Reappraising Domain Generalization in Neural Networks
This work addresses the problem of out-of-distribution generalization for machine learning practitioners, offering incremental insights by challenging existing DG methods and introducing a more challenging benchmark.
The paper investigates Domain Generalization (DG) in neural networks, showing that state-of-the-art results can be achieved using ideas from IID generalization, and proposes a new ClassWise DG benchmark where a novel iterative domain feature masking method attains top performance.
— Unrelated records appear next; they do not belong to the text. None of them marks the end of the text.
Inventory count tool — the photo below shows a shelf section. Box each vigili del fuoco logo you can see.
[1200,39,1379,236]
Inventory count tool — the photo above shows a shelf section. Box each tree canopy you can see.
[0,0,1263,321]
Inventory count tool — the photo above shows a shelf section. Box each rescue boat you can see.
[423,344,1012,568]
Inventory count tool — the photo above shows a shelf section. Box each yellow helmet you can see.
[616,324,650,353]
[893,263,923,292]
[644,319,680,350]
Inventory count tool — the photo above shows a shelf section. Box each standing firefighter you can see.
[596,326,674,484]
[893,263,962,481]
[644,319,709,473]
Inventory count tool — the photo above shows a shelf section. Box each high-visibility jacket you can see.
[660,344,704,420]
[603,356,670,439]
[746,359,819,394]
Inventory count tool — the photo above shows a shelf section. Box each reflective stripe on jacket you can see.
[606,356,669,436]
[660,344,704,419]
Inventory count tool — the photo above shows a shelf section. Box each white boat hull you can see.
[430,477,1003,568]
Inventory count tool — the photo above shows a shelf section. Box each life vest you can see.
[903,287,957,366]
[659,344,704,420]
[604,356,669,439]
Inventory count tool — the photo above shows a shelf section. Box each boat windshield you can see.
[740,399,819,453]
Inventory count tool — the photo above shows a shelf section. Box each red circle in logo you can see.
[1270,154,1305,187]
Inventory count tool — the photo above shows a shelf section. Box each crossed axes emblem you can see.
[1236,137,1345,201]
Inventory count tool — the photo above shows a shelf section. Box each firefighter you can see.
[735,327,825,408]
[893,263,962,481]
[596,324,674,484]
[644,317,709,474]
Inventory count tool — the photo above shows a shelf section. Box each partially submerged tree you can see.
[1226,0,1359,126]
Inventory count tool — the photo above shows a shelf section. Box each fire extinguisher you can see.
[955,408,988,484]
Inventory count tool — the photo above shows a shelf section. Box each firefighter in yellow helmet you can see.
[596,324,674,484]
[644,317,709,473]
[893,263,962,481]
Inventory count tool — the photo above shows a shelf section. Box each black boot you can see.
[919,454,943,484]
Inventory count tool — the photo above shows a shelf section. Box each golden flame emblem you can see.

Given that Neural Networks generalize unreasonably well in the IID setting (with benign overfitting and betterment in performance with more parameters), OOD presents a consistent failure case to better the understanding of how they learn. This paper focuses on Domain Generalization (DG), which is perceived as the front face of OOD generalization. We find that the presence of multiple domains incentivizes domain agnostic learning and is the primary reason for generalization in Tradition DG. We show that the state-of-the-art results can be obtained by borrowing ideas from IID generalization and the DG tailored methods fail to add any performance gains. Furthermore, we perform explorations beyond the Traditional DG (TDG) formulation and propose a novel ClassWise DG (CWDG) benchmark, where for each class, we randomly select one of the domains and keep it aside for testing. Despite being exposed to all domains during training, CWDG is more challenging than TDG evaluation. We propose a novel iterative domain feature masking approach, achieving state-of-the-art results on the CWDG benchmark. Overall, while explaining these observations, our work furthers insights into the learning mechanisms of neural networks.